Incremental Computation
Incremental computation is the foundational idea behind Ripple. This page explains what it is, why it makes Ripple fundamentally faster than re-computation-based systems, and how it compares to existing stream processing frameworks.
The Core Insight
Most data processing systems react to a change by recomputing everything from scratch. If you have 10,000 symbols and one price changes, a naive system recomputes all 10,000 VWAPs.
Incremental computation takes a different approach: recompute only what is affected by the change. If one price changes, recompute that symbol’s VWAP and any downstream aggregation – nothing else.
This is the difference between O(N) and O(R), where R is the number of nodes reachable from the changed input. In the typical case of a single trade arriving, R = 3 (leaf + map + fold), regardless of whether N is 1,000 or 100,000.
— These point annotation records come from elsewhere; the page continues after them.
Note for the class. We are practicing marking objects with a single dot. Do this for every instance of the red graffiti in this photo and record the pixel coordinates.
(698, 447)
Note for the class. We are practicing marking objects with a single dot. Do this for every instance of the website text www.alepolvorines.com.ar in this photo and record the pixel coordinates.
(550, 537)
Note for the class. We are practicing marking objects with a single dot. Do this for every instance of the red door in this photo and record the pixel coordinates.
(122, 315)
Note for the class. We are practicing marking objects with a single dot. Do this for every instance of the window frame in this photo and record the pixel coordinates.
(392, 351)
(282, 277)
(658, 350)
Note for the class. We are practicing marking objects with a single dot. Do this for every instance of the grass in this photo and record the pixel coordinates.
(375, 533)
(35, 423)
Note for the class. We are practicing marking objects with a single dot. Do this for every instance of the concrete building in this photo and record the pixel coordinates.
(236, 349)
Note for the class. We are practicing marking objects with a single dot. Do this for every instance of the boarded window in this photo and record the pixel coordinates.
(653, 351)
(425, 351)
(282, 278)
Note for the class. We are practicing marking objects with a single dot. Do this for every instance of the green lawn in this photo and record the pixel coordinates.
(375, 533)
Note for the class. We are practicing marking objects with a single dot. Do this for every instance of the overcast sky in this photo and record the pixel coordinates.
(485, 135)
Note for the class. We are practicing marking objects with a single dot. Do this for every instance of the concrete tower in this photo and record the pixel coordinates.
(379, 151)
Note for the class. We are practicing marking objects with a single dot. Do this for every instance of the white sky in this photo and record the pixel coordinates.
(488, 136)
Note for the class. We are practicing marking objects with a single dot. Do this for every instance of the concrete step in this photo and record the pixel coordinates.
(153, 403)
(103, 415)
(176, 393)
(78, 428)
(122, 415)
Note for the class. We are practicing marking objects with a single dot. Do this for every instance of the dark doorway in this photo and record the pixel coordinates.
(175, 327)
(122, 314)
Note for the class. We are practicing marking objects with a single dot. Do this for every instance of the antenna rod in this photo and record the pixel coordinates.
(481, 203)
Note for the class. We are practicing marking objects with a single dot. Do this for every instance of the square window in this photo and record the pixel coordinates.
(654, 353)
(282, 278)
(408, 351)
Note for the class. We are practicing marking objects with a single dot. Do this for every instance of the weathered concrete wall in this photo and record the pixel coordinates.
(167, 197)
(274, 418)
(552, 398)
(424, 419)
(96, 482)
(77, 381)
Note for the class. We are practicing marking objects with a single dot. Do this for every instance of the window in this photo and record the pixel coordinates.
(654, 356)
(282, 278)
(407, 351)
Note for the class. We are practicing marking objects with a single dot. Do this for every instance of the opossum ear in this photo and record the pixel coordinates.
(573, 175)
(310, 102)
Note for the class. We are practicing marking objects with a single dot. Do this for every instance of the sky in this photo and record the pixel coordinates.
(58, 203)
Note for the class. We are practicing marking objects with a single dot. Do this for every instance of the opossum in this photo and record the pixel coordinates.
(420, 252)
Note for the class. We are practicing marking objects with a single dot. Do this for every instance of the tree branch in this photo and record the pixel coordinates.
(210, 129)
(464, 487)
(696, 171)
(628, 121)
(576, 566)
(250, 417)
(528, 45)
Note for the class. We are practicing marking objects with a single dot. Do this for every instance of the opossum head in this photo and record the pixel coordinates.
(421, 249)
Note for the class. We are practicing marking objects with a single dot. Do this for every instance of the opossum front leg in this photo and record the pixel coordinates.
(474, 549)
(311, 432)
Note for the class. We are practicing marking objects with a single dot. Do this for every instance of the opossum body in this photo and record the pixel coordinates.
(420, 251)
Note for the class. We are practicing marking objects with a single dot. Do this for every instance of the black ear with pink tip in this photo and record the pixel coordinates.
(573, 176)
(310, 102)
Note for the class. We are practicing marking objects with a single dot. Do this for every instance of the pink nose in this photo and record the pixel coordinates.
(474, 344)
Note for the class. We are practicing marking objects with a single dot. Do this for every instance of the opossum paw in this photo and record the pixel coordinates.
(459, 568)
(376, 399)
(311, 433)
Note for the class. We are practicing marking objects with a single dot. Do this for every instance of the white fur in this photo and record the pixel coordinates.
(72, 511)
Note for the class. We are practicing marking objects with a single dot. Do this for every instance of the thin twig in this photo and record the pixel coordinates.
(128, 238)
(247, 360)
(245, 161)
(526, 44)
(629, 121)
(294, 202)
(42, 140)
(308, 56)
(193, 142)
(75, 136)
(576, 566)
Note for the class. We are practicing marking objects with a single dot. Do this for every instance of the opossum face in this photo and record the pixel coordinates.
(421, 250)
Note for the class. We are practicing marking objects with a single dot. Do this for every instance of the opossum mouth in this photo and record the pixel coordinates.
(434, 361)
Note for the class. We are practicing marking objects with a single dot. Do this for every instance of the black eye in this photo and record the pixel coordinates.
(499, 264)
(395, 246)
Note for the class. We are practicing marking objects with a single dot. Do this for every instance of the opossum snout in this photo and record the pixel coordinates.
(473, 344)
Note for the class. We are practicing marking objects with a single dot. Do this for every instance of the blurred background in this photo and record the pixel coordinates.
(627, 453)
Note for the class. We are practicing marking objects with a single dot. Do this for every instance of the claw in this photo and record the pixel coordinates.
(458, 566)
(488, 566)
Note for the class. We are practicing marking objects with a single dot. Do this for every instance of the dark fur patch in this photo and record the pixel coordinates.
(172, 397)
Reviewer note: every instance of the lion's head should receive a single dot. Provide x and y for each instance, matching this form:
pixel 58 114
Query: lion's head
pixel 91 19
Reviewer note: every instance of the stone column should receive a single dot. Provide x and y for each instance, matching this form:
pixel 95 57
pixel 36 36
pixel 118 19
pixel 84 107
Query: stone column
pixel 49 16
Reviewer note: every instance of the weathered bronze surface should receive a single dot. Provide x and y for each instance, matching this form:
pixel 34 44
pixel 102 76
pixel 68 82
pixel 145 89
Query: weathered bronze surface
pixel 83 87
Self-Adjusting Computation
Ripple is built on the theory of self-adjusting computation, originally developed by Umut Acar and later implemented in Jane Street’s Incremental library. The key properties:
-
Memoization of intermediate results. Every node in the computation graph caches its last computed value. A node is only recomputed if at least one of its inputs has changed.
-
Change propagation, not re-execution. When an input changes, the system identifies the minimal set of nodes that need updating and processes them in topological order.
-
Cutoff optimization. Even when a node is recomputed, if its new value equals its old value (by the user-provided equality function), propagation stops. This prevents phantom updates from rippling through the graph.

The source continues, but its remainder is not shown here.